Piezoelectric motors were used to scan the sample on a rectangular grid with a size of $${8}\,{\upmu \hbox {m}} \times {8}\,{\upmu \hbox {m}}$$ in $$80 \times 80$$ steps. At each of the $$81 \times 81 = 6\,561$$ positions, a far-field diffraction pattern was recorded with $${20}\,\hbox {ms}$$ exposure time using an EIGER X 4M detector (DECTRIS, Switzerland, $${75}\,{\upmu \hbox {m}}$$ pixel size) positioned $${3.435}\,\hbox {m}$$ downstream of the sample. The relative sample positions were measured by three interferometers retro-reflected by a ball-lens located below the sample46. Using again a cropping of $$512 \times 512\,\text{ pixels }$$, the minimal possible depth of field for this experiment was calcualted to be:

\begin{aligned} \text{ DOF}_{\text{ det }} = \frac{\lambda }{ \text {NA}^2_{\text{ det }}} = \frac{4 \cdot \lambda d^2_{\text{ det }}}{ D^2_{\text{ det }}} = \frac{4 \cdot {0.085}\,\hbox {nm} \cdot \left( {3.435}\,\hbox {m} \right) ^2}{\left( {0.0384}\,\hbox {m} \right) ^2} = {2.58}\,{\upmu \hbox {m}}\,\,{,} \end{aligned}
(6)

Again the whole sample is much thicker than this, but the copper(I) oxide nano cubes themselves fulfil the thin sample approximation, even if the signal were to scatter sufficiently over the whole size of the cropped diffraction patterns. The distance between the inside surfaces of the upstream window and the downstream window was estimated to be $${650}\,{\upmu \hbox {m}}$$. Both windows had a slight curvature, most likely due to expansion while the chemical reactor was heated during the sample growth. Hence the exact distance also depended on the location of the field of view on the window and might also change while heating the chemical reactor.

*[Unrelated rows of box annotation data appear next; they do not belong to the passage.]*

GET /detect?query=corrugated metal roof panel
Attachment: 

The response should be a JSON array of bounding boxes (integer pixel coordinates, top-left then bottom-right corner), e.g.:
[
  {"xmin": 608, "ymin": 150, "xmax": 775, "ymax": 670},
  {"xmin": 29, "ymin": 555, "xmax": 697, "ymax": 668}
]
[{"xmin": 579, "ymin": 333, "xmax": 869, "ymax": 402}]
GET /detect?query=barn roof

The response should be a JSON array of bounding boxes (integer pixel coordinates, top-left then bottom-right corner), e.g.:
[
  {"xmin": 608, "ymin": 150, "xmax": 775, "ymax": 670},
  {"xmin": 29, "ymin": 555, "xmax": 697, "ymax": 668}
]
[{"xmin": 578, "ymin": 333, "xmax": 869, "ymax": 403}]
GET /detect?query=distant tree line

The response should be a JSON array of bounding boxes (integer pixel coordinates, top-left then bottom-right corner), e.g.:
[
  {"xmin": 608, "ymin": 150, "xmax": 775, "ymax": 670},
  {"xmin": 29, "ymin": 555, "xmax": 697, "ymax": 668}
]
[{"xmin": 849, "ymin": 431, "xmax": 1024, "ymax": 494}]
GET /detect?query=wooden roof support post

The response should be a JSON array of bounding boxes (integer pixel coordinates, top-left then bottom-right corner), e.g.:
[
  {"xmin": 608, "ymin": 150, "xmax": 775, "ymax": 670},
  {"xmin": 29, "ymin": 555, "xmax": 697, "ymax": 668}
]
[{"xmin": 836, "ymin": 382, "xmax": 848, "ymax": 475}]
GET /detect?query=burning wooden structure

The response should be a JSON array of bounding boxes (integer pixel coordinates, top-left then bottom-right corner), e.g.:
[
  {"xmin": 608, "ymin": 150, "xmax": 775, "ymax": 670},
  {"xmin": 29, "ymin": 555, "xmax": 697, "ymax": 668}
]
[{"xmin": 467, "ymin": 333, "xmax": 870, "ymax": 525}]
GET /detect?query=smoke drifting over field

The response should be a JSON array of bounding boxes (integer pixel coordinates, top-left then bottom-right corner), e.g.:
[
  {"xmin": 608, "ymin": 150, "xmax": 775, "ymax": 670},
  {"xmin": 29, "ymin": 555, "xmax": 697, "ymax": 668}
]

### Ptychographic reconstructions: chemical reactor

The $$6\,561$$ recorded diffraction patterns were cropped to a size of $$512 \times 512\,\text{ pixels }$$ resulting in a pixel size of $${7.27}\,\hbox {nm}$$ in the sample plane. The extended ptychographic iterative engine (ePIE)38 was used for the ptychographic single slice reconstruction. The update strength $$\alpha$$ for the object and the update strength $$\beta$$ for the probe were both set to 1.0 and the regularization parameter was set to 0.002. The initial object was chosen to be non-phase-shifting and non-absorbing. The initial probe was a gaussian with $${500}\,\hbox {nm}$$ FWHM and a phase curvature of $${+2}\,\hbox {mm}$$. The reconstruction was run for 1000 iterations. The phase of the reconstructed object is shown in Fig. 6b.

The multi-slice reconstruction using the 3PIE algorithm was performed as before. The samples was modeled by two slices, separated by $${650}\,{\upmu \hbox {m}}$$ of free propagation space. Both object slices were initalized as non-absorbing and non-phase shifting. The inital estimate for the probing beam was the same as for the single slice reconstruction using the ePIE algorithm. For the first 100 iterations, only the upstream sample slice was used, making the first 100 iterations identical to ePIE with particles from windows in this slice. From the 101st iteration on the downstream slice was included in the update process and the particles on the downstream window migrated into this slice. After 1000 iterations in total, no further changes in the reconstructed sample slices and the reconstructed probing wavefield could be observed. The phases of the reconstructed object slices are shown in Fig. 6b–d.